Galeria se echó a llorar.
—Aquí nadie se queda para siempre —se lamentó la joven—. Los dioses no te perdonarán lo que nos has hecho. Afrodita te entregó a mí y ahora tú me rehuyes esgrimiendo confusas razones. Pero los dioses te juzgarán, pues ellos saben de verdad qué eres y por qué me has ofendido así. Nos has humillado. Mi padre te matará… Quizá encuentres respuestas donde vayas o allí donde fuiste concebido, donde la placenta y la sangre maldita de tu madre se mezclaron con la tierra. Algo de tu perverso destino ha echado raíces junto al pozo de la casa que fue el paisaje de tu primera mirada. Retorna a tu amo, si es verdad lo que dices. No vuelvas a mí. No te aceptaré.
Palabras como piedras. Pero Onésimo debía seguir.
—Ésta es la cesión de la tierra, el ganado y la mula a Leukaión para que mejore tu dote. —Dejó una membrana escrita sobre la mesa—. A Tideo… —al pensar en el muchacho sientió como si se le clavara en la garganta la espina de un pez— dile que le quiero, que no lo olvidaré.
Onésimo recogió el envoltorio con sus recuerdos y bajó al muelle con Pammé. A aquella hora las barcas de pescadores salían a faenar. Una moneda de oro fue suficiente para que le llevaran a Cefalonia. Al salir el sol, una gran nave se aproximó a la isla. Ayudada por el rítmico movimiento de los remos, superó por barlovento el pequeño esquife, que quedó atrás como una rémora tras la estela de una ballena.
El bote le dejó en Crane, el puerto occidental de la isla, donde consiguió un pasaje en aquella gran embarcación con destino a Brindisi.

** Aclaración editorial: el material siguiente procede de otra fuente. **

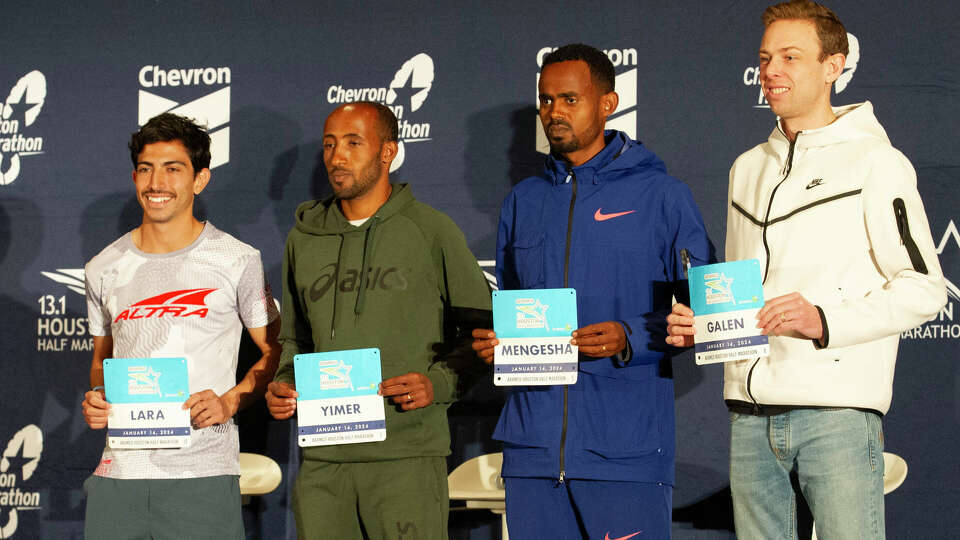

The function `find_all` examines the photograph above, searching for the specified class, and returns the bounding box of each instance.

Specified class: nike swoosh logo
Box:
[593,208,636,221]
[603,531,643,540]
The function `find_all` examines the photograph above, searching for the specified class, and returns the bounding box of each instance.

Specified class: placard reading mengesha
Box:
[493,289,578,386]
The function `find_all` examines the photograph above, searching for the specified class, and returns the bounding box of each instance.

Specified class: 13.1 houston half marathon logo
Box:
[0,70,47,186]
[327,53,434,172]
[535,47,638,154]
[900,219,960,340]
[137,65,231,169]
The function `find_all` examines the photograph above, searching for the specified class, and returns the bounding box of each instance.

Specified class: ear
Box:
[193,169,210,195]
[380,141,399,165]
[600,92,620,119]
[823,53,847,84]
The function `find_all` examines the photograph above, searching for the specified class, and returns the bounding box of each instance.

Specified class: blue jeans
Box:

Desde allí, a caballo, en diez jornadas alcanzaría la Urbe. De pronto le habían brotado unas irrefrenables ganas de lanzarse de nuevo al mar a pesar de su invencible terror al océano, de sumergirse en el purpúreo manto de Helios, de alcanzar el favor de Filemón y la puerta hacia la inmortalidad, de seguir hasta Roma.
El navío zarpó. Eudokeo había muerto y Onésimo regresaba a la vida. Con Zakinthos desaparecían los malos sueños y el aturdimiento; pero empezó a sentir de nuevo los insistentes dolores de cabeza: el espíritu del Tmolo, que anduvo perdido, había reencontrado al hombre.
«Nadie en Zakynthos podrá entender por qué me he comportado de esta manera con Galeria y su familia. Incluso el querido Tideo se habrá sentido perplejo y defraudado. “Los dioses te juzgarán”, me ha dicho Galeria después de maldecirme. Ellos juzgarán, sí, pero yo sé que si me condenan, no será recto ni justo el juicio de los dioses».
Una tarde, mientras contemplaba el horizonte sobre cubierta, escuchó una voz infantil: «Canta, canta en lo alto del alero. Recita tus versos al atardecer. Mira al sol poniente. Mañana quizá veas abiertas las puertas del cielo».
En las islas del Jónico el verano pasó con la siega y con los sarmientos a punto para la vendimia. Onésimo y Pammé desembarcaron en Brindisi.